Team members are emergency response experts in five counties - Whatcom, Skagit, Snohomish, Island and San Juan - who agree to help when a major disaster strikes in those counties. They sometimes go elsewhere, such as Eastern Washington during wildfire season.
The 60 members are split into two groups that rotate week-by-week being on-call. Deyerin's group was in line to help when the bridge crumbled.
At Skagit County's request, 14 team members were sent to the scene. Six went home soon after the motorists were plucked from the river. The other eight, including Deyerin, stayed to help for nearly 24 hours.
"I knew that our team was going to be activated," Deyerin said. "I knew I was in a position to assist the process."

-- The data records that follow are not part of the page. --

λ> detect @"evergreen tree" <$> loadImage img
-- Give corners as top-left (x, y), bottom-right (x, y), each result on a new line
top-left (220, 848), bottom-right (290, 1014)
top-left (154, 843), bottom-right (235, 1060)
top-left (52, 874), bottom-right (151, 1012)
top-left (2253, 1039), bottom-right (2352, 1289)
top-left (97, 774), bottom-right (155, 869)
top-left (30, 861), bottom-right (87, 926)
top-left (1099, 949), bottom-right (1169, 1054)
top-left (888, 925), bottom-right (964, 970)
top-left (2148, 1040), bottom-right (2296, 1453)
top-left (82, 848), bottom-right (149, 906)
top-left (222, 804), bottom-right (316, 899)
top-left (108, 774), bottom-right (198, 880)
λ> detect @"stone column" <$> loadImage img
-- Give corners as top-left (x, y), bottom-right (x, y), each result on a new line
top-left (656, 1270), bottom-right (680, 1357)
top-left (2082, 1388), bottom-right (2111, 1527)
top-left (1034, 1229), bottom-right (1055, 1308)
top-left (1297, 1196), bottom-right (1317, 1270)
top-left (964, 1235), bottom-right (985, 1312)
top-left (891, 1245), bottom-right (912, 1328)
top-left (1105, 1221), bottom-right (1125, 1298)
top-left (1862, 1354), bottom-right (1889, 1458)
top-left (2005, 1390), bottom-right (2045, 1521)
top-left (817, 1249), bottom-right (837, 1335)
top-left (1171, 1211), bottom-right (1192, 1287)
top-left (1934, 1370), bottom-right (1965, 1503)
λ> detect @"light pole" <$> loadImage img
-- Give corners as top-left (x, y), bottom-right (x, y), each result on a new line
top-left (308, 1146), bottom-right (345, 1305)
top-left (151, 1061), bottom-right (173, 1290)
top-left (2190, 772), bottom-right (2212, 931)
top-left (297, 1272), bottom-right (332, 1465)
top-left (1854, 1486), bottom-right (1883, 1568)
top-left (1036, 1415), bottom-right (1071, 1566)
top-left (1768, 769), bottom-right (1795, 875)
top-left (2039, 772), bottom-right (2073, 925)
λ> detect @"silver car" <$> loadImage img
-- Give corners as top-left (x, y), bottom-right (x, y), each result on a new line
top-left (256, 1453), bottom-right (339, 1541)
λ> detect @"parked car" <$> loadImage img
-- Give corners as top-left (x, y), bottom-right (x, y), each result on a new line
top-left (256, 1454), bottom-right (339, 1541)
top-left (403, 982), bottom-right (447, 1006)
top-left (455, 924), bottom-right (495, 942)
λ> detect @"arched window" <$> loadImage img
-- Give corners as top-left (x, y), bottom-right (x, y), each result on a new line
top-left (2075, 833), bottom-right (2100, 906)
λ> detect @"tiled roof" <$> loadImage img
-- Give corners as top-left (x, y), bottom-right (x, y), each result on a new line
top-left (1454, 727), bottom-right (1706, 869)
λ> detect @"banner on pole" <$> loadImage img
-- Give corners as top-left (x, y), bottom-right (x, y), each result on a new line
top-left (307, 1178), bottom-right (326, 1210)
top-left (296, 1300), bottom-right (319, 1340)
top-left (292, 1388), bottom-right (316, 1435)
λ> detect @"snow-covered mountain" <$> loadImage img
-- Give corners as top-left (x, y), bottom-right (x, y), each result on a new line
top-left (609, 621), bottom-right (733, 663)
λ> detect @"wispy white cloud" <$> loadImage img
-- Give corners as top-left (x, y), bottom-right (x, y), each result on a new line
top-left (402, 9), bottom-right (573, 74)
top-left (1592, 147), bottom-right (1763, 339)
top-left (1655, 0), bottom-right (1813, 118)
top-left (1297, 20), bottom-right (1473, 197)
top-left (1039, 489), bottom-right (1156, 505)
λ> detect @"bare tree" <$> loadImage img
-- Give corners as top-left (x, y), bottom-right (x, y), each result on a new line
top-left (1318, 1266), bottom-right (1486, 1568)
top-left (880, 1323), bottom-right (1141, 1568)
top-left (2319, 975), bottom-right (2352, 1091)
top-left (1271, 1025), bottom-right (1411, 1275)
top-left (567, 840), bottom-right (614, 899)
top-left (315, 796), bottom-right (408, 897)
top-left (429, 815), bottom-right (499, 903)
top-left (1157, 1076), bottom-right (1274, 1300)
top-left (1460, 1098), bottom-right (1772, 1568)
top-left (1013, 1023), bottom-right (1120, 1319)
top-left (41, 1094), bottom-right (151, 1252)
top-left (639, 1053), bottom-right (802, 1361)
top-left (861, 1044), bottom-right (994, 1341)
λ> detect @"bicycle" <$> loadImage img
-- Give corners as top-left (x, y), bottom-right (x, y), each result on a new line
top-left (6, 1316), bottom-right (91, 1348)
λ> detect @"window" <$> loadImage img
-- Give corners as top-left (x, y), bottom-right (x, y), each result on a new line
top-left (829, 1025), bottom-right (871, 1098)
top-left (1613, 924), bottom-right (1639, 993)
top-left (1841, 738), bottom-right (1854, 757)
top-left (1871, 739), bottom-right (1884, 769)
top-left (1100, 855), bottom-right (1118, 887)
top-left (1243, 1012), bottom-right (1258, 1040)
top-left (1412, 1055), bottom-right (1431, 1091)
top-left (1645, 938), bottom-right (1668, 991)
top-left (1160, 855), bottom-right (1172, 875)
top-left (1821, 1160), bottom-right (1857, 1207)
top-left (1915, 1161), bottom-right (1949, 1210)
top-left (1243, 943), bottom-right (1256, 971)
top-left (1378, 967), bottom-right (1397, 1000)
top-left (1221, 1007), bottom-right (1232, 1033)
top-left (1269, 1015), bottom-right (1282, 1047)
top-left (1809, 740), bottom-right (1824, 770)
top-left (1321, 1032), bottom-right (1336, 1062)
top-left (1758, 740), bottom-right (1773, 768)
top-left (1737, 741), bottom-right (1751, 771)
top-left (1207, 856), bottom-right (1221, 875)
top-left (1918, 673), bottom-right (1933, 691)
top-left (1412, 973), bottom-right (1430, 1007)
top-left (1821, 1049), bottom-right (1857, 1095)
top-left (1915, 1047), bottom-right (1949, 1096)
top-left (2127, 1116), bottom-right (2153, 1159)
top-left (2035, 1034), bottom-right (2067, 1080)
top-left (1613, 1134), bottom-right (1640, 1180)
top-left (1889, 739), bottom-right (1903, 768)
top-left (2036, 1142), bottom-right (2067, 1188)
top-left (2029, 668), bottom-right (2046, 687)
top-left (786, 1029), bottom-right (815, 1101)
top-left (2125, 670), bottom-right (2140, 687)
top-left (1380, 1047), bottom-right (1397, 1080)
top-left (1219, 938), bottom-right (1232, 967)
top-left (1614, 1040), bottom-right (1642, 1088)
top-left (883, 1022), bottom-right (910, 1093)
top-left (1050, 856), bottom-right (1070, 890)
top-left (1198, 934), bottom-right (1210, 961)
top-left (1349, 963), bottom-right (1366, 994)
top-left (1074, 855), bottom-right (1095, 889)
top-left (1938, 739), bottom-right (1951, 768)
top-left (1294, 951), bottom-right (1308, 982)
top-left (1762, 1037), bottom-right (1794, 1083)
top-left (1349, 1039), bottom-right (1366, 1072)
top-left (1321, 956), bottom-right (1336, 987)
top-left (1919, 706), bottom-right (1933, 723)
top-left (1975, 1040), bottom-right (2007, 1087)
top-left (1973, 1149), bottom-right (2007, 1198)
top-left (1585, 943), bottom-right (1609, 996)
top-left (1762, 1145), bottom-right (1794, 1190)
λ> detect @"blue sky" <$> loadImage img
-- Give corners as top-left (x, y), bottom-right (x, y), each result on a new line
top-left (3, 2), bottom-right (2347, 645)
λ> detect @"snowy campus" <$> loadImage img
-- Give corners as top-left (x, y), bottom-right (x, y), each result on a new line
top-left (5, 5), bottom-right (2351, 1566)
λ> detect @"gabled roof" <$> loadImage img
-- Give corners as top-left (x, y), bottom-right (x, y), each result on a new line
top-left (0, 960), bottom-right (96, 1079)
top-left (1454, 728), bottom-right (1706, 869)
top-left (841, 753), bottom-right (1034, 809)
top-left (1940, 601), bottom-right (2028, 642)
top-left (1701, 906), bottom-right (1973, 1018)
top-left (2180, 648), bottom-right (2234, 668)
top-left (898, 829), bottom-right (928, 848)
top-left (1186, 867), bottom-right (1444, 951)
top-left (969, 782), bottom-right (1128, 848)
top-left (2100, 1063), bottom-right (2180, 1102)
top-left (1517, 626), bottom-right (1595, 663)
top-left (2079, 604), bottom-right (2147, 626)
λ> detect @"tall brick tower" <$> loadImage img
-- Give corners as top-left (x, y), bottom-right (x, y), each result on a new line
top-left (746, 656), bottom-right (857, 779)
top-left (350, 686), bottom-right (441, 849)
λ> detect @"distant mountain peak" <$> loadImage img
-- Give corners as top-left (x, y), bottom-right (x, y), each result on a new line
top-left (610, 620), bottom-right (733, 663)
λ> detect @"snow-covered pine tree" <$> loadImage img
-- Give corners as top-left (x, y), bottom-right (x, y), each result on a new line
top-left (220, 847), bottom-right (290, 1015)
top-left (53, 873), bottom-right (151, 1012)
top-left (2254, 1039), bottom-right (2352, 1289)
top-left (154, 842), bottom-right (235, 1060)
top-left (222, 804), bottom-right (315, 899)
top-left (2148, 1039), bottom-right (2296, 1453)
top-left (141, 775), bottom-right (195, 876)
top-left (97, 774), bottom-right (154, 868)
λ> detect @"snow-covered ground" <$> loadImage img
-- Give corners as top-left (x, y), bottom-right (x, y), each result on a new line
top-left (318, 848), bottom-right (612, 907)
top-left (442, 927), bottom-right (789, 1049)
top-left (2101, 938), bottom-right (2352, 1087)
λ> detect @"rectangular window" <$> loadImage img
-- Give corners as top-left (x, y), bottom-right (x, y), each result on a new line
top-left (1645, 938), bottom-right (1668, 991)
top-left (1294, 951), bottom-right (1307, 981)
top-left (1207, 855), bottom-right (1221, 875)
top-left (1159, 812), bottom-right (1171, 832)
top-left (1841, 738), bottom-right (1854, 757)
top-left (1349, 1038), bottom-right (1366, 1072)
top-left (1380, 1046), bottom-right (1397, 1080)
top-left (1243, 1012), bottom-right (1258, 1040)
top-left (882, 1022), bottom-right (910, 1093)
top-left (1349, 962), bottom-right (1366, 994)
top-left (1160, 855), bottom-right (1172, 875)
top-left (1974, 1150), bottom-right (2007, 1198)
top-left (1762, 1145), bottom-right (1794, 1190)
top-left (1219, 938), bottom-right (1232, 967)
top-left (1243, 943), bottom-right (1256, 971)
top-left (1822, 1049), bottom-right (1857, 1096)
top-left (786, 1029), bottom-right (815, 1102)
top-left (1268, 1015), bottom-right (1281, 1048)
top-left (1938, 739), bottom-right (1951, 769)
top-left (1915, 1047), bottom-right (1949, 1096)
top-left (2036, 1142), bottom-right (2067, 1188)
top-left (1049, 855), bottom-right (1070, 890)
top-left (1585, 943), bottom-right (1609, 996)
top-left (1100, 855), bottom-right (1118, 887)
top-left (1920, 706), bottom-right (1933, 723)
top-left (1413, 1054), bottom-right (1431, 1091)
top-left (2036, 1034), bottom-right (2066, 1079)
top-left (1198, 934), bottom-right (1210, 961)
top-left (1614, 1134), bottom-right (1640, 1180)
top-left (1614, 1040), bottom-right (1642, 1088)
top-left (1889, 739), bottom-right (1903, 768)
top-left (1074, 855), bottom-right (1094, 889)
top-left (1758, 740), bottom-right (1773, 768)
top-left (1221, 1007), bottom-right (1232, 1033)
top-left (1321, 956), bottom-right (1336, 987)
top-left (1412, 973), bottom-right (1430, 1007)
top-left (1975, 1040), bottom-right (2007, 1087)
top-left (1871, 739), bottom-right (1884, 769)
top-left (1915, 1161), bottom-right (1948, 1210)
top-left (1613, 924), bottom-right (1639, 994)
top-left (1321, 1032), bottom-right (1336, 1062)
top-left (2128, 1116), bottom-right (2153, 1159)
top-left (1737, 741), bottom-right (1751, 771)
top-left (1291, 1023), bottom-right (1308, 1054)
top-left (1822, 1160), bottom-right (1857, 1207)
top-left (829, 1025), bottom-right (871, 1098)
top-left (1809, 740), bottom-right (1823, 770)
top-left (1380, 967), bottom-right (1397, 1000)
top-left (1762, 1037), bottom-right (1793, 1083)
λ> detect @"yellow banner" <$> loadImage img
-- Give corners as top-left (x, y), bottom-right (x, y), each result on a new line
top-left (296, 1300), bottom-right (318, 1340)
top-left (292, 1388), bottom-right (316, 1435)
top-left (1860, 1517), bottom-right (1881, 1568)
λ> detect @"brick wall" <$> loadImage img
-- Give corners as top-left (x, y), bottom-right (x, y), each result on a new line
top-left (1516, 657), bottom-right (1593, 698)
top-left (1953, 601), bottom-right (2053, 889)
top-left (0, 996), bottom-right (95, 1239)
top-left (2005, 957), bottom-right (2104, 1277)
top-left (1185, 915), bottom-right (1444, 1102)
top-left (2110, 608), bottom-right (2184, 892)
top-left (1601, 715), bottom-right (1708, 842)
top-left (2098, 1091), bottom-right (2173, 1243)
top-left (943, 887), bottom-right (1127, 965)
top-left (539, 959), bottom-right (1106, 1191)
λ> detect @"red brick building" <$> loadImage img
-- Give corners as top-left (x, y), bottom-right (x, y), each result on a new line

Having agencies coordinate to cope with disasters isn't a new idea. But problems can arise from political infighting and unreliable funding, said Tod Gates, interim fire chief in Lynnwood and a founding member of the Northwest team.
That's why organizers took a different approach before the team became active in 2007, Gates said. Rather than be part of an existing agency, the team is a separate municipal cooperation. Member groups - such as cities, counties and fire districts - pay an annual fee set at 5 cents per capita. That provides stable funding for the team's budget of $40,000 to $50,000 a year.
The team can apply for grants and buy its own equipment. Because it responds to all hazards, its nine board members reflect a mix of expertise.
The arrangement makes the team unique in the state, and possibly the nation, Gates said.
"We think it's the recipe for success," he said.
At the scene of a disaster, team members support local responders and help them plan for what's next.
"What we are good at is, 'How are you going to do your job 12 hours from now? 24 hours from now?'" Deyerin said.
Dues-paying members, including Whatcom County and the city of Bellingham, receive free help from the team for up to 72 hours if a disaster happens on their home turf. Many incidents are under control within three days; when problems last longer, state and federal help is often available.
Jurisdictions that aren't members can obtain help from the team, but it costs about $20,000 a day.
Member groups must reapply every year to join the team, to ensure their support remains strong.
"We don't want names on a page," Gates said. "We need people that are committed and continuously trained."